A 90 acre grass fire in Solano County Friday afternoon threatened homes after jumping the freeway.

The fire started at the north edge of Vacaville city limits near Midway Road and Interstate 80.

About 2 pm, drivers in both directions found themselves engulfed in smoke.

Many pulled over due to poor visibility, and both east and west bound directions were closed for a time, causing a massive traffic jam.

"The wind absolutely is what took charge of this fire and what carried it 250 to 300 yards across the freeway," said Vacaville Fire Dept. Battalion Chief Matt Lage.

Brickyard Building Materials on Midway Road called the fire in, saying it started off-site and spread on to their property.

With wooden pallets and landscape materials burning, fire crews worked to save at least half the business

They also scrambled to protect about a dozen homes, on large ranch properties.

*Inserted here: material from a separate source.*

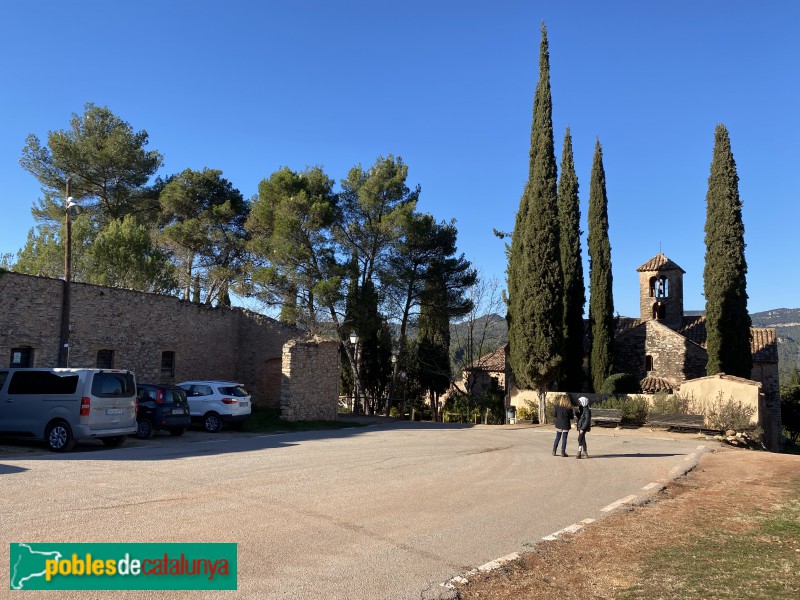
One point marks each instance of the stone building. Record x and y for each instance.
(665, 348)
(163, 339)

Crews set up a backfiring operation, using two roads as fire breaks, to create a box buffering the ranches.

"We needed to take away the fuel and stop the momentum of the fire as it approached those homes and roadways and it worked," said Lage.  

The vegetation fire was just a few miles from the eastern edge of the LNU Lightning Complex Fire.

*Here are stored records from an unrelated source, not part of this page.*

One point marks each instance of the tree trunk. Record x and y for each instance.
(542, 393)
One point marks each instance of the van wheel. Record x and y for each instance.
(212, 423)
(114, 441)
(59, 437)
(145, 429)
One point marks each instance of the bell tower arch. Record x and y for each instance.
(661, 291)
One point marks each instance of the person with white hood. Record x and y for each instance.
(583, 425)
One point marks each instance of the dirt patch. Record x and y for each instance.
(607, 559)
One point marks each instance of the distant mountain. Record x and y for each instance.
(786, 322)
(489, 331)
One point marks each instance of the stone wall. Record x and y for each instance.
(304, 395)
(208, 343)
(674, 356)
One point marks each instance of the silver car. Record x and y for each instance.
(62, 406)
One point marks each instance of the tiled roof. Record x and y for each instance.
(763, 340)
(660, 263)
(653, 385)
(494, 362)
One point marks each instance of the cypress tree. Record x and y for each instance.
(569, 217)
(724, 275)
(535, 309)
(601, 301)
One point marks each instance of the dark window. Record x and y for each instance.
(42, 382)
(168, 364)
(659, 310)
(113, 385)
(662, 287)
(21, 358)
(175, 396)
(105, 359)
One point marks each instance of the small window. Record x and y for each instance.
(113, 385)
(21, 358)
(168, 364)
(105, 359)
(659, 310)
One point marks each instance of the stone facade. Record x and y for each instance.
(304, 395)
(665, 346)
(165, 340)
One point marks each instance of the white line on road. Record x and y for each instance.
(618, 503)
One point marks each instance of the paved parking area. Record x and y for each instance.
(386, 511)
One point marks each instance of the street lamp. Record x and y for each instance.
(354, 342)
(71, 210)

It began in August, after a flurry of lightning strikes, and burned parts of six counties, taking homes and lives.   

With a red-flag warning extended in many areas to Saturday at 6 am, much of the Bay Area remains on alert.

"We are right here where the Oakland Hills Fire was at its worst in 1991," said Michael Hunt of the Oakland Fire Department, pointing to the woodsy terrain of Grizzly Peak.

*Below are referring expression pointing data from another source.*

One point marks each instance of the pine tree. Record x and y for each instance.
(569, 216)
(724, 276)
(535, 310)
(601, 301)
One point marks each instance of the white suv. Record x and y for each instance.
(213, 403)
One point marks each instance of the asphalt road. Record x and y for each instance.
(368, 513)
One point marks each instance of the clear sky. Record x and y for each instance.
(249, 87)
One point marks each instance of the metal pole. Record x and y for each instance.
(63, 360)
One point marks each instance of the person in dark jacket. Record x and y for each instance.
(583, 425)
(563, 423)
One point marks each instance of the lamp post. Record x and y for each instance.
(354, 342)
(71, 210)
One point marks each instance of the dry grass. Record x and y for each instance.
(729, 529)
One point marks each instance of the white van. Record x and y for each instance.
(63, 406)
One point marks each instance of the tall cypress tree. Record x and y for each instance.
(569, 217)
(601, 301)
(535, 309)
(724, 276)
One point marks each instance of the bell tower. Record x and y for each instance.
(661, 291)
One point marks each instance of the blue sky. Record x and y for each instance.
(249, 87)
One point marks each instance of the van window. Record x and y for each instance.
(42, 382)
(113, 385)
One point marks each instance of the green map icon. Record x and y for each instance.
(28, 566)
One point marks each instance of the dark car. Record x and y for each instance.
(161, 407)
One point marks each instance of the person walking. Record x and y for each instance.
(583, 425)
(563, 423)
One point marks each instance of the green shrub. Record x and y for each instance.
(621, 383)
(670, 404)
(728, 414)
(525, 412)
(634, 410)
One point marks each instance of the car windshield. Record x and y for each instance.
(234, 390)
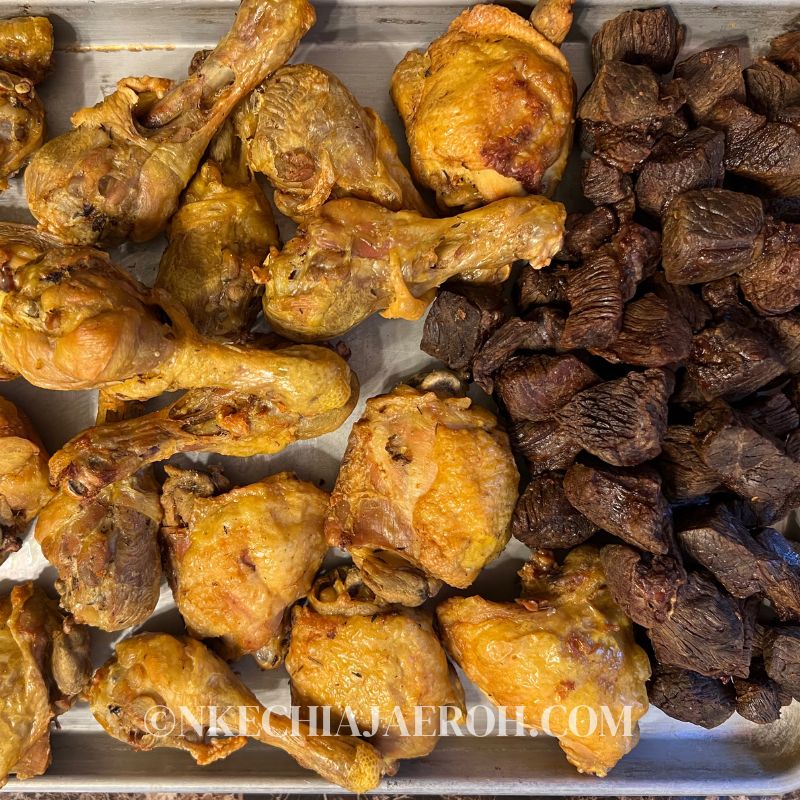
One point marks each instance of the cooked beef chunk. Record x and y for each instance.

"The problem is it's hot, dry and breezy," said Hunt, " and Red Flag is when we need people to be safe and careful in the East Bay hills."

Many areas are keeping high-elevation roads and parks closed until the fire threat eases.

The Oakland Fire Department will staff-up and stay mobile overnight.

"We'll just be out on patrol in case something pops off, so we'll have a quicker response" said Hunt.

"We'll have two additional roving patrols through Saturday morning."   

There have been at least 7 small fires along the Grizzly Peak corridor since June, mostly late at night, and related to fireworks or people congregating on turnouts after curfew.

"We have been able to contain those blazes, but they raise major concerns about evacuations, so we want to discourage visits to these scenic lookouts," said Hunt.

It has been a tumultuous week for tens of thousands, whose power was cut to keep PG&E lines from sparking a fire.   

"We know we're a tinder-box, just a tinder- box," said a Sonoma resident named Joanna.

She spent 36 hours without electricity, but since she owns a generator, calls herself lucky.  

"I didn't use the air conditioning because why would you use extra stuff you don't need," explained Joanna.

"It was actually pretty decent, I stayed out of the house during the day and came back at night when it started to cool off."

And cooling can't come soon enough for weary fire crews.

In Vacaville, they got a big assist from CalFire, which sent bulldozers, a helicopter, and two tankers to drop retardant.

Also, because of the Red Flag status,  CalFire had a strike team positioned in Fairfield instead of an hour away. 

"They are outstanding partners and without their help on the ground and in the air we might still be chasing this or have a worse story to tell right now," said Vacaville's Lage.

By 9 pm, PG&E said it had restored all 41,000 customers in the targeted outage zones, and documented 30 instances of wind damage on its lines.